Saturday, June 12, 1999

0036

More thoughts on the Waste Management mentality, and its ideological opposite: In principle, it comes down to a difference between thinking in terms of a linear process ( the industrialized, 'Waste Management' mentality), and thinking in terms of natural, circular processes. Simply put, lines vs. circles. Here's the Waste Management schematic:

raw material -> process -> process -> consume -> waste

We stupidly measure our standard of living by how much we are consuming, and by how many jobs are being created by all the processes involved. But we cannot ignore the hard fact that there are problems with both ends of this linear method. We consume stuff that is often scarce and is not replenished, and we generate waste that must be forever banished from our world because it is often toxic and we can't or won't neutralize it.

The 'ism' part of consumerism is when this becomes our belief system, when we even more stupidly assume that this is the only way we can live, that human life must by definition be toxic and wasteful. And if we think this way, even subconsciously, we will begin to loathe our very lives, and we will begin to assume a collective death wish.
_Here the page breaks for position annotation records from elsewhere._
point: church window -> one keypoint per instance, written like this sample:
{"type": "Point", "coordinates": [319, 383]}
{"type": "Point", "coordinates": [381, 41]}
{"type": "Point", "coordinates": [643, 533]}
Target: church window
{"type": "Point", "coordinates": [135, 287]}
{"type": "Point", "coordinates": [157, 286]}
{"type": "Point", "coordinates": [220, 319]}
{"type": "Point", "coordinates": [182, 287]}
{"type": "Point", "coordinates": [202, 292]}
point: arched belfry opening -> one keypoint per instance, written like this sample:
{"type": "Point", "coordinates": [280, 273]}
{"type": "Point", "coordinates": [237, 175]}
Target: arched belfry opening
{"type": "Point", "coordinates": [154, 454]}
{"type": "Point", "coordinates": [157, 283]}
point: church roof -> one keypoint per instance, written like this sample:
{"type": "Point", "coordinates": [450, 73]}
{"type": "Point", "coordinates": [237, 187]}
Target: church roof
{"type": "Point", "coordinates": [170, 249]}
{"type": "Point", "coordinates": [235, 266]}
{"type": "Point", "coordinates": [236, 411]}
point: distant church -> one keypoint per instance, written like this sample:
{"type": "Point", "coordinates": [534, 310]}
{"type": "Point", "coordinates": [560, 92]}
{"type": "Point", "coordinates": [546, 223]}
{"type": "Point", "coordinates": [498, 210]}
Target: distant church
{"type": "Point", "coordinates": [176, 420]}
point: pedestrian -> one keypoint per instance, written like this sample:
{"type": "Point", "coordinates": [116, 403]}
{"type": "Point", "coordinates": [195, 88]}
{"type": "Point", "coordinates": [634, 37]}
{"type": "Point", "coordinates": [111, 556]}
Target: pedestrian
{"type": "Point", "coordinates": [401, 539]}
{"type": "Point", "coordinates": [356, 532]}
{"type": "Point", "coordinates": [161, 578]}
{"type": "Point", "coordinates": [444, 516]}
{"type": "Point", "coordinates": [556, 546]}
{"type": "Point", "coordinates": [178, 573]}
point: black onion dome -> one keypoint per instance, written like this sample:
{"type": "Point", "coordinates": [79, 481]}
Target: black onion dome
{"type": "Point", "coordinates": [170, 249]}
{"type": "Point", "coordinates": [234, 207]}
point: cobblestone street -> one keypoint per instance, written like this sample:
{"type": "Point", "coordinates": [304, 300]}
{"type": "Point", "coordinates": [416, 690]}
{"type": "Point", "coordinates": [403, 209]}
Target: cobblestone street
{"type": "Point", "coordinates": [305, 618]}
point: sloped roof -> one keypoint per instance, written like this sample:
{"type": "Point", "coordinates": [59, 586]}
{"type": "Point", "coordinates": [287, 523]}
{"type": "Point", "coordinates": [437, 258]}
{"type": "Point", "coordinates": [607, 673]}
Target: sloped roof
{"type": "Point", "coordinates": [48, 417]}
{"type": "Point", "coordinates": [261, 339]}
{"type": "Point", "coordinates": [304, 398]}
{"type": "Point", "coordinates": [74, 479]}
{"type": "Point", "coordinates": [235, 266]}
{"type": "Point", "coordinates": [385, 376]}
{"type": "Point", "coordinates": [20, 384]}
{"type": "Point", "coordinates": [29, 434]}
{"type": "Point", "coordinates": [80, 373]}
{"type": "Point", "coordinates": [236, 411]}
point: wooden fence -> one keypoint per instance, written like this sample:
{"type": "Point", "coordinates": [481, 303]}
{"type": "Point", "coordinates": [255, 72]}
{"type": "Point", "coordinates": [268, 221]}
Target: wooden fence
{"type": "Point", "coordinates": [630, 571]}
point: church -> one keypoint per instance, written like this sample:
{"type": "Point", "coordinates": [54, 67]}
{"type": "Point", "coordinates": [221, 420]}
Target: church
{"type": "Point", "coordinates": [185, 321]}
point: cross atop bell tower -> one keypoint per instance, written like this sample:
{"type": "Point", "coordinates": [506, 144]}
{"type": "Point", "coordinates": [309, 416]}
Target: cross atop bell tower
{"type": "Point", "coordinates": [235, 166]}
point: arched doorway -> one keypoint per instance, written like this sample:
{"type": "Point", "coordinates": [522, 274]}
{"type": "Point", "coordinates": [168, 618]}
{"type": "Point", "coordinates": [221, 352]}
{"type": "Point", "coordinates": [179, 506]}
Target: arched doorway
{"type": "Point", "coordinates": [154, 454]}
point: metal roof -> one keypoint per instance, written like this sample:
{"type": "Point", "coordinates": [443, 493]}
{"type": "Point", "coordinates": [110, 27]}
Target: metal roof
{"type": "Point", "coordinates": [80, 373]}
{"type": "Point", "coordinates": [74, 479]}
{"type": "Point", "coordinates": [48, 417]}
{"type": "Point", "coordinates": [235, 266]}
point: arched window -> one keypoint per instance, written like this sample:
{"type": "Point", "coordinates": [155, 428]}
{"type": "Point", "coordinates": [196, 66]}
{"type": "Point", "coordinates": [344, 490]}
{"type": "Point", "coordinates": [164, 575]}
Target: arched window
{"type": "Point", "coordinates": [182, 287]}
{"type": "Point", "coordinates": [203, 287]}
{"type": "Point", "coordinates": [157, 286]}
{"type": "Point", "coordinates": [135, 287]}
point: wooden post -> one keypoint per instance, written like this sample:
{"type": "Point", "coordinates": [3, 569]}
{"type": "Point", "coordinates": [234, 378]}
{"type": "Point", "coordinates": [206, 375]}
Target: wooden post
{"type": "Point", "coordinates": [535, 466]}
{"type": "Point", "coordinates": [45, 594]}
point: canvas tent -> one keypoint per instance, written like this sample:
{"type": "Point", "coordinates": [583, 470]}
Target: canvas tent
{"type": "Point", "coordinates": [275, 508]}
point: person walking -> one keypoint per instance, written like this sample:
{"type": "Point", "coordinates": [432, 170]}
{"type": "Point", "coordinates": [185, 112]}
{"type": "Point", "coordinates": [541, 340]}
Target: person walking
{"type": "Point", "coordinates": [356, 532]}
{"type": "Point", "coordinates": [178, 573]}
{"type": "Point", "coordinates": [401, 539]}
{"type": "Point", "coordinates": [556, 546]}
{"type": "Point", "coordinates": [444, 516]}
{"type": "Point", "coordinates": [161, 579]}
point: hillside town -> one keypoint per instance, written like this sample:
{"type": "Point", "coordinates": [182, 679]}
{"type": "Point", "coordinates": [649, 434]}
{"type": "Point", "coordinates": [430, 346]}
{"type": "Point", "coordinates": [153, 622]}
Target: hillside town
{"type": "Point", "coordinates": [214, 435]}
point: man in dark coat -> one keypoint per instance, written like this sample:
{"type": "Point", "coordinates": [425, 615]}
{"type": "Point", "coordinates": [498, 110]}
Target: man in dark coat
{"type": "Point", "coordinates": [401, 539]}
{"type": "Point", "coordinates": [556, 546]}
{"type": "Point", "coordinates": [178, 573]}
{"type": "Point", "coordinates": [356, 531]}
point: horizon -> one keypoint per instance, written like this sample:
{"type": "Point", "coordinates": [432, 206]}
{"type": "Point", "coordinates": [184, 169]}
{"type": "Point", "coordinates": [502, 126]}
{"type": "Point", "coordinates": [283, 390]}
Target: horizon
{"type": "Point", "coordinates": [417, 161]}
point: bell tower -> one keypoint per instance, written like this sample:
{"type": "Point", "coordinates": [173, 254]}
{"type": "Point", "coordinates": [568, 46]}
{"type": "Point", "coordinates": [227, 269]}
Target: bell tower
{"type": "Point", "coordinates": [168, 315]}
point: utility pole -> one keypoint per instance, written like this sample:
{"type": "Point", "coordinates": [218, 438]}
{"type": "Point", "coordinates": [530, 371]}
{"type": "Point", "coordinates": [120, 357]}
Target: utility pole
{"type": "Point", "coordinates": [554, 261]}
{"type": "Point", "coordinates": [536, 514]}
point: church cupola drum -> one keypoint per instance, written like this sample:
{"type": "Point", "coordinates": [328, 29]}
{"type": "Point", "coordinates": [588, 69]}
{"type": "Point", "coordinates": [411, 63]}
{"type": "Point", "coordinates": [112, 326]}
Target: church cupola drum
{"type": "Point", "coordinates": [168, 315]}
Herein lies the connection to the Culture of Death. We secretly cringe at the news of another baby (another hungry consumer), and we secretly rejoice at decisions to abort or to engage in sterile sex. Contraception, abortion, sterilization and population control measures are accepted because, deep down, we believe human life is the problem.

Here, by contrast is the natural, circular schematic:

material -> process -> use -> changed material -> process -> another use -> etc.

This ideological concept has practical, concrete ramifications for me, and provides a very real motivation. I must, as part of my focus, look for ways to live in a non-consumerist way, and so test for myself whether the principle underlying the Culture of Death can be dismissed. For example, rather than relegating the art of recycling to a special every-other-week extraordinary effort, the challenge is to incorporate the circular mentality into my everyday life, a complete lifestyle thing. That is what I must be attempting.